Valoritalia festeggia i 50 anni della Doc Cirò


La Doc Cirò, ha compiuto 50 anni. Un traguardo importante per la denominazione riconosciuta nel 1969 per volere dei capostipiti delle famiglie viticultrici della zona, che decisero di ottenere il giusto riconoscimento per il vino simbolo di Enotria, nome con il quale i greci ribattezzarono la Calabria.

Considerata dai massimi esperti a livello internazionale la promessa del vino italiano, la Doc Cirò  pare destinata ad esplodere sul panorama internazionale.

Valoritalia, ha scelto di celebrare insieme al Consorzio di Tutela dei Vini DOC Cirò e Melissa e ai rappresentanti del mondo politico e imprenditoriale della regione Calabria questa data importante, intervenendo durante il grande evento – Cirò, 50 anni di denominazione di origine controllata: scenari opportunità in un mercato globale tra storia, cultura e tradizione –svoltosi gli scorsi 27 e 28 giugno 2019 a Cirò Marina.

Due giornate celebrative ricche di appuntamenti, degustazioni di annate storiche e conferenze sull’evoluzione dei gusti dei consumatori, su nuove sfide e sugli strumenti adatti per accoglierle.

LA MISSION DI VALORITALIA
Gli interventi del Presidente di Valoritalia, Francesco Liantonio e del suo Direttore Generale, Giuseppe Liberatore, hanno entrambi sottolineato il ruolo e l’importanza che un accurato processo di certificazione svolge nell’assicurare una crescita equilibrata e duratura di una denominazione, perché fornisce al consumatore le necessarie garanzie di qualità e tracciabilità per ogni bottiglia immessa sul mercato.

Negli ultimi anni, il mondo del vino, e dei prodotti agroalimentari in generale, ha subito un profondo cambiamento.

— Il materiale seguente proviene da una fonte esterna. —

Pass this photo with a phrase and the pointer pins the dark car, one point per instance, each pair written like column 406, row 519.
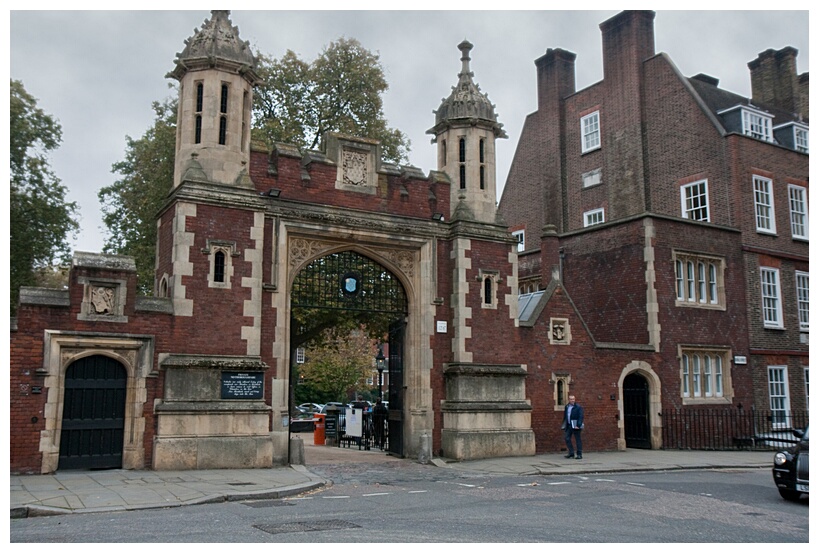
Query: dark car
column 790, row 468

E’ chiaro a tutti, a consumatori e produttori, che per produrre, vendere, acquistare e consumare un prodotto d’eccellenza, sia imprescindibile identificarne territorio d’origine, filiera e metodologie produttive.

In Italia, Valoritalia è leader indiscusso degli organismi di controllo che operano nel settore vitivinicolo, certificando 220 denominazioni di origine che rappresentano il 49% dei volumi di tutta la produzione DOC, DOCG e IGT. La metà della viticultura italiana di qualità.

10 anni fa Federdoc e CSQA hanno costituito Valoritalia, contribuendo in tal modo a dar vita ad un sistema di supporto al comparto vitivinicolo italiano basato sul concetto di “rete”.

UNA GARANZIA DI ECCELLENZA
“Abbiamo costruito un meccanismo rigoroso – ha affermato Liantonio – che garantisce l’eccellenza dei vini DOC, DOCG, BIO e da agricoltura integrata, prodotti e commercializzati da aziende che contano sulla serietà e sulla competenza delle nostre verifiche, che hanno deciso di fare sistema, di essere una squadra; aziende che rappresentano l’eccellenza italiana”.

“La qualità rappresenta la nostra tradizione e cultura. Dobbiamo tutelarle attraverso la rigorosa verifica dell’applicazione dei disciplinari di produzione, facendo del vino il principale ambasciatore della nostra credibilità”, ha concluso il presidente di Valoritalia.

D’altronde a Cirò, nel 1967, come ha raccontato il Presidente del Consorzio di Tutela Vini DOC Cirò e Melissa, Raffele Librandi “fu proprio Veronelli che fece grande la storia di questa denominazione, caldeggiando la creazione della DOC Cirò appunto, ponendo le fondamenta per il successo di un territorio, di una regione e soprattutto del nettare tanto amato dai greci”.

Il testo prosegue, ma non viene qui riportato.